The San Juans may appear far from war, but this community has faced its fair share of grief and loss. Veterans Day is Nov. 11, and is a time to honor those veterans still with us, and never forget those we lost.
Nine islanders were lost during World War I. To put that number in perspective, three percent of the soldiers from Washington state who fought in that war died. In San Juan County, that percentage was more than twice that.
Never wanting to forget family, friends or neighbors, San Juan County became the first to create a memorial to veterans in Washington state. A large crowd gathered on Nov. 11, 1921 for the unveiling of Memorial Park, located at the base of Spring Street in Friday Harbor. Attendees listened to speeches, music and remembered those they lost.

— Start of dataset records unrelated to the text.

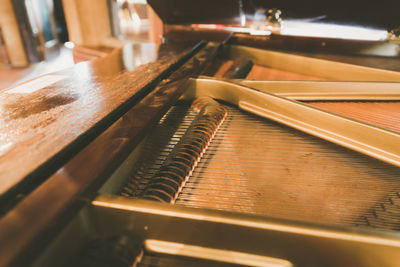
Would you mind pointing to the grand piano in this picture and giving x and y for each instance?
(236, 142)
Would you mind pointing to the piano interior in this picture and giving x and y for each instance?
(232, 179)
(237, 150)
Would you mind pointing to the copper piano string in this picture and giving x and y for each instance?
(168, 182)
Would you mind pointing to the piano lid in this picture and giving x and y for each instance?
(381, 14)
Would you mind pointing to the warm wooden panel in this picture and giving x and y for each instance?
(44, 116)
(12, 38)
(31, 222)
(264, 73)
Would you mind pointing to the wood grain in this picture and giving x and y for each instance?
(46, 127)
(32, 222)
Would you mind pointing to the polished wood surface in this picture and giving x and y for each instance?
(263, 73)
(314, 45)
(44, 127)
(30, 225)
(13, 41)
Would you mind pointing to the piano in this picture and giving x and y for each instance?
(236, 142)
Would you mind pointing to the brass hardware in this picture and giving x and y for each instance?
(301, 244)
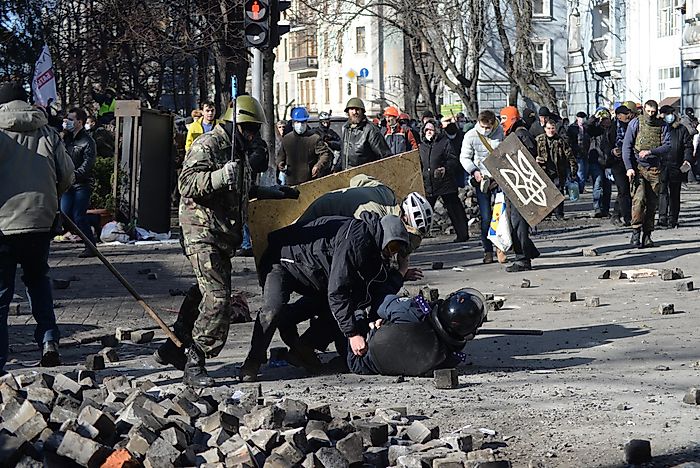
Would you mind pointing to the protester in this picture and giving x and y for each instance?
(478, 144)
(303, 154)
(647, 141)
(34, 171)
(440, 164)
(83, 151)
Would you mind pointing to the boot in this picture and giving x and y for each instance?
(169, 353)
(635, 239)
(195, 373)
(49, 355)
(646, 241)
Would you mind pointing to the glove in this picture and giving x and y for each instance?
(224, 177)
(276, 192)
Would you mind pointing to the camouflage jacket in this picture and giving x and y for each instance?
(211, 216)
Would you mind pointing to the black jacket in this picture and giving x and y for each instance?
(361, 144)
(434, 154)
(82, 150)
(337, 256)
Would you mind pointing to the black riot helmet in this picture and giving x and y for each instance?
(458, 316)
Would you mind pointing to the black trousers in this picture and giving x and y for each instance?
(455, 210)
(623, 202)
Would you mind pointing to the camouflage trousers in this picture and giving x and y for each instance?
(645, 197)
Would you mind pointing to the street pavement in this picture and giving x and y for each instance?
(572, 397)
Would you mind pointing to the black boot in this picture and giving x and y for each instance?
(170, 353)
(195, 373)
(635, 239)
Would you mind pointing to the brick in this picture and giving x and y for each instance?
(377, 457)
(445, 378)
(423, 431)
(142, 336)
(637, 452)
(294, 412)
(329, 457)
(83, 451)
(373, 434)
(692, 397)
(351, 448)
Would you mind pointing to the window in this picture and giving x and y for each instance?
(541, 56)
(360, 39)
(668, 17)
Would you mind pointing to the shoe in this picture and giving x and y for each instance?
(519, 266)
(87, 253)
(195, 374)
(49, 355)
(635, 239)
(170, 353)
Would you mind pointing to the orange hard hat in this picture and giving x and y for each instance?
(391, 111)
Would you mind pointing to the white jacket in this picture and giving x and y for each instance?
(473, 150)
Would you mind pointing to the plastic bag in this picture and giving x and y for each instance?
(499, 229)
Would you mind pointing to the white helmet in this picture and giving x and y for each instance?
(419, 213)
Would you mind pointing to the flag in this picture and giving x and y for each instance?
(44, 81)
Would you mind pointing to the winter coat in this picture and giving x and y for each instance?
(433, 155)
(361, 144)
(474, 151)
(83, 151)
(336, 256)
(300, 154)
(34, 170)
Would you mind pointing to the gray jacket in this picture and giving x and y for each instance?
(34, 170)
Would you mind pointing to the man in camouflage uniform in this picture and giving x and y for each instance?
(215, 192)
(647, 140)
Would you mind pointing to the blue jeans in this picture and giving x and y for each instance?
(602, 189)
(486, 210)
(32, 252)
(74, 204)
(583, 170)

The following is from the Nov. 17, 1921 issue of The Journal of the San Juans:
“The Armistice Day exercises held in Friday Harbor, Friday afternoon were a huge success under the direction of Hackett-Larson Post American Legion. The main feature of the occasion was the unveiling of the memorial monument in the little park at the foot of Spring Street in honor of the county’s soldiers dead in the late war. A notable fact is that this monument is the first … in the State of Washington.”
The World War I veterans who returned to their island homes continued work in public service. Many served on the county council and became prosecutors, leaders and visionaries. Some are remembered by streets named after them throughout the town of Friday Harbor, including Larson, Harrison, Tucker and Franck.
Congress passed a resolution on June 4, 1926, commemorating Armistice Day with Thanksgiving, prayer and exercises designed to perpetuate peace through goodwill and mutual understanding between nations. The resolution also stated that the president of the United States should issue an annual proclamation calling for the observance of Armistice Day. In 1938 the day was declared a federal holiday.
Those exercises for peace, as we know, were sadly in vain. The world erupted into World War II in 1939. Once again islanders signed up to serve their country. After the Korean War in 1954, President Dwight Eisenhower changed the name to Veterans Day to recognize and honor veterans of all wars.
According to the Census Bureau, approximately 10 percent of San Juan County’s population are veterans. In our little community, that means chances are each of us knows someone who risked their life serving their country. You can believe that sacrifice took its toll mentally and physically. This Veterans Day, let’s all take a moment to say thank you.